Fixed Interest Securities (Bonds)

Bonds are a type of IOU issued by governments and large corporations in order to borrow money. Bonds typically pay out a fixed income over a known period of time combined with a fixed capital repayment on maturity. These investments have varying durations ranging from short-dated (under 5 years) to long-dated (over 15 years). Some issues are undated and can only be redeemed at the discretion of the issuer. The capital value of a bond changes during its lifetime as it is traded by investors.

Fixed Interest Securities (Bonds)

Factors which can affect bond values are:

  • Supply and demand
  • Economic outlook
  • Credit environment
  • Actual and expected changes in interest rates
  • Actual and expected changes in inflation

Government Bonds - UK and overseas

Government bonds issued by central governments of countries (e.g. UK gilts, US Treasuries) are traditionally considered to be the safest type of bond as they are backed by government guarantees and there is a very low risk of default, except for financially unstable countries. Bonds issued by supranational agencies, such as the World Bank or the European Investment Bank, are considered to be as safe as those issued by central governments.

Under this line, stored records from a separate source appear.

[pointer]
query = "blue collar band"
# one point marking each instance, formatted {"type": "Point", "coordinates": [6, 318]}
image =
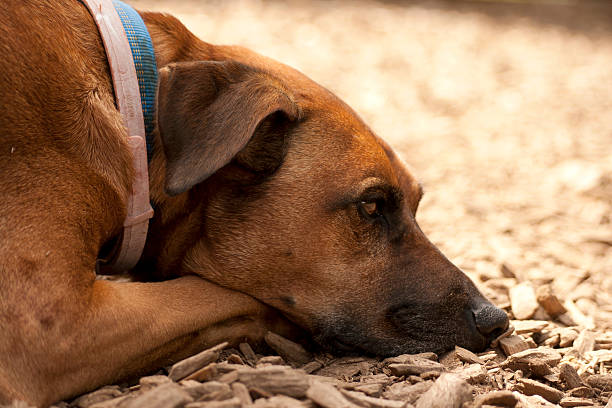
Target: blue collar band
{"type": "Point", "coordinates": [144, 62]}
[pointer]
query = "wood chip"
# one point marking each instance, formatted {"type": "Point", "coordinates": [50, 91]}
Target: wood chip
{"type": "Point", "coordinates": [344, 368]}
{"type": "Point", "coordinates": [152, 381]}
{"type": "Point", "coordinates": [467, 356]}
{"type": "Point", "coordinates": [547, 299]}
{"type": "Point", "coordinates": [567, 336]}
{"type": "Point", "coordinates": [229, 403]}
{"type": "Point", "coordinates": [585, 342]}
{"type": "Point", "coordinates": [189, 365]}
{"type": "Point", "coordinates": [403, 391]}
{"type": "Point", "coordinates": [311, 367]}
{"type": "Point", "coordinates": [505, 334]}
{"type": "Point", "coordinates": [215, 391]}
{"type": "Point", "coordinates": [408, 358]}
{"type": "Point", "coordinates": [513, 344]}
{"type": "Point", "coordinates": [577, 316]}
{"type": "Point", "coordinates": [575, 402]}
{"type": "Point", "coordinates": [327, 396]}
{"type": "Point", "coordinates": [292, 352]}
{"type": "Point", "coordinates": [165, 396]}
{"type": "Point", "coordinates": [242, 393]}
{"type": "Point", "coordinates": [276, 380]}
{"type": "Point", "coordinates": [372, 389]}
{"type": "Point", "coordinates": [248, 353]}
{"type": "Point", "coordinates": [234, 359]}
{"type": "Point", "coordinates": [370, 402]}
{"type": "Point", "coordinates": [529, 326]}
{"type": "Point", "coordinates": [503, 398]}
{"type": "Point", "coordinates": [415, 365]}
{"type": "Point", "coordinates": [532, 387]}
{"type": "Point", "coordinates": [449, 391]}
{"type": "Point", "coordinates": [523, 301]}
{"type": "Point", "coordinates": [569, 376]}
{"type": "Point", "coordinates": [602, 382]}
{"type": "Point", "coordinates": [283, 401]}
{"type": "Point", "coordinates": [274, 360]}
{"type": "Point", "coordinates": [474, 374]}
{"type": "Point", "coordinates": [538, 361]}
{"type": "Point", "coordinates": [102, 394]}
{"type": "Point", "coordinates": [206, 373]}
{"type": "Point", "coordinates": [581, 392]}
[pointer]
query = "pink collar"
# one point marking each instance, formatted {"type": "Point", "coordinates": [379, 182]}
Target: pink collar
{"type": "Point", "coordinates": [130, 245]}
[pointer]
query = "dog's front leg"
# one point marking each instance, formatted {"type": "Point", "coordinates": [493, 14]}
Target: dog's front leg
{"type": "Point", "coordinates": [125, 329]}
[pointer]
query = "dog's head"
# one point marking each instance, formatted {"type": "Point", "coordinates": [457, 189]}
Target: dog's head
{"type": "Point", "coordinates": [276, 188]}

Index- Linked Government Bonds

Both interest and capital redemption payments are linked to a measure of inflation, such as the Retail Prices Index (RPI) in the UK. This provides protection for the original investment against the effects of price inflation.

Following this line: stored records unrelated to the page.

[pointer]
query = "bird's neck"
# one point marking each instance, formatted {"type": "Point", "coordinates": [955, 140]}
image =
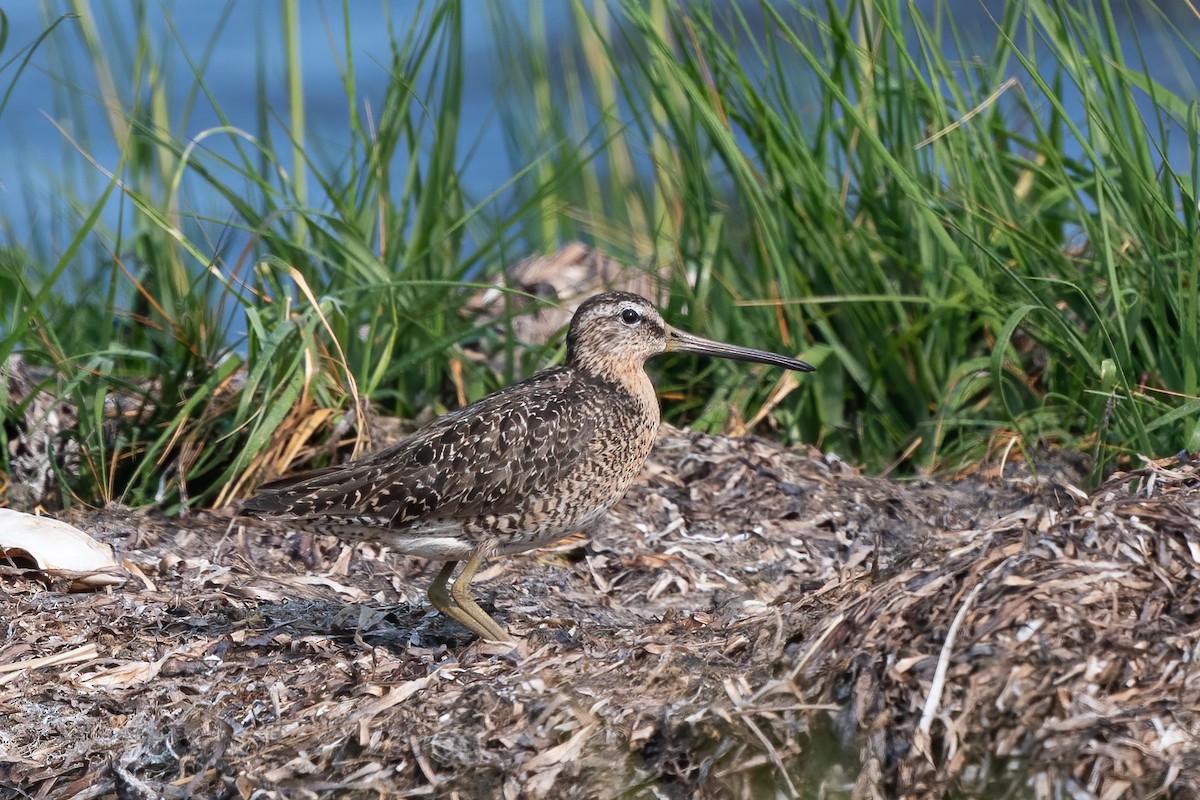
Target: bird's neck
{"type": "Point", "coordinates": [633, 383]}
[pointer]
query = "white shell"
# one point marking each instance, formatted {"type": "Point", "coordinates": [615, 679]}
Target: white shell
{"type": "Point", "coordinates": [58, 548]}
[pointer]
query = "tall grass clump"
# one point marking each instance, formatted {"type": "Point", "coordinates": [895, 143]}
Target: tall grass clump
{"type": "Point", "coordinates": [984, 248]}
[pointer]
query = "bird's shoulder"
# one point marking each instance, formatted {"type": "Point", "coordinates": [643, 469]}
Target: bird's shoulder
{"type": "Point", "coordinates": [485, 457]}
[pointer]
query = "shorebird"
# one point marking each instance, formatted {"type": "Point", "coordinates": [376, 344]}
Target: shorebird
{"type": "Point", "coordinates": [515, 470]}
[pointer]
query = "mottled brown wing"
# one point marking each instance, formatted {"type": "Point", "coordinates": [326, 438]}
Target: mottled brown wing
{"type": "Point", "coordinates": [486, 457]}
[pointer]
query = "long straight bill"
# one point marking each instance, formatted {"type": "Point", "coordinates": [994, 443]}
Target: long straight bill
{"type": "Point", "coordinates": [683, 342]}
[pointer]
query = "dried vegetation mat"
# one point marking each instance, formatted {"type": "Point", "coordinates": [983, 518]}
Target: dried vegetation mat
{"type": "Point", "coordinates": [751, 621]}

Corporate Bonds - Investment Grade

Corporate bonds are issued by companies. They are sometimes referred to as "credits". Corporate bonds offer a higher yield than most government issued bonds as companies need to provide investors with potentially higher returns to compensate for the additional risk of default involved. In the event of a company becoming insolvent, bond holders rank above share holders as creditors. Most corporate bonds are rated by independent credit rating agencies. The highest rating is AAA which indicates that a company is viewed as financially very strong and unlikely to default on its payments to bond holders. The lowest rating within "investment grade" is BBB.

High Yield - Non-Investment Grade

High yield corporate bonds cover the higher risk sector of corporate bonds, in particular, those rated as non investment grade. This includes bonds rated BB and below. High yield bond issuers have to offer greater potential returns to investors than investment grade corporate bond issuers due to the higher risk of default.

Emerging Market Debt

Emerging market debt includes bonds issued by governments and corporations of less developed countries. They tend to offer higher returns to compensate for the increased economic and political risks compared to developed countries. Some of the largest issuers in the emerging market debt sector are Brazil, Mexico and Russia.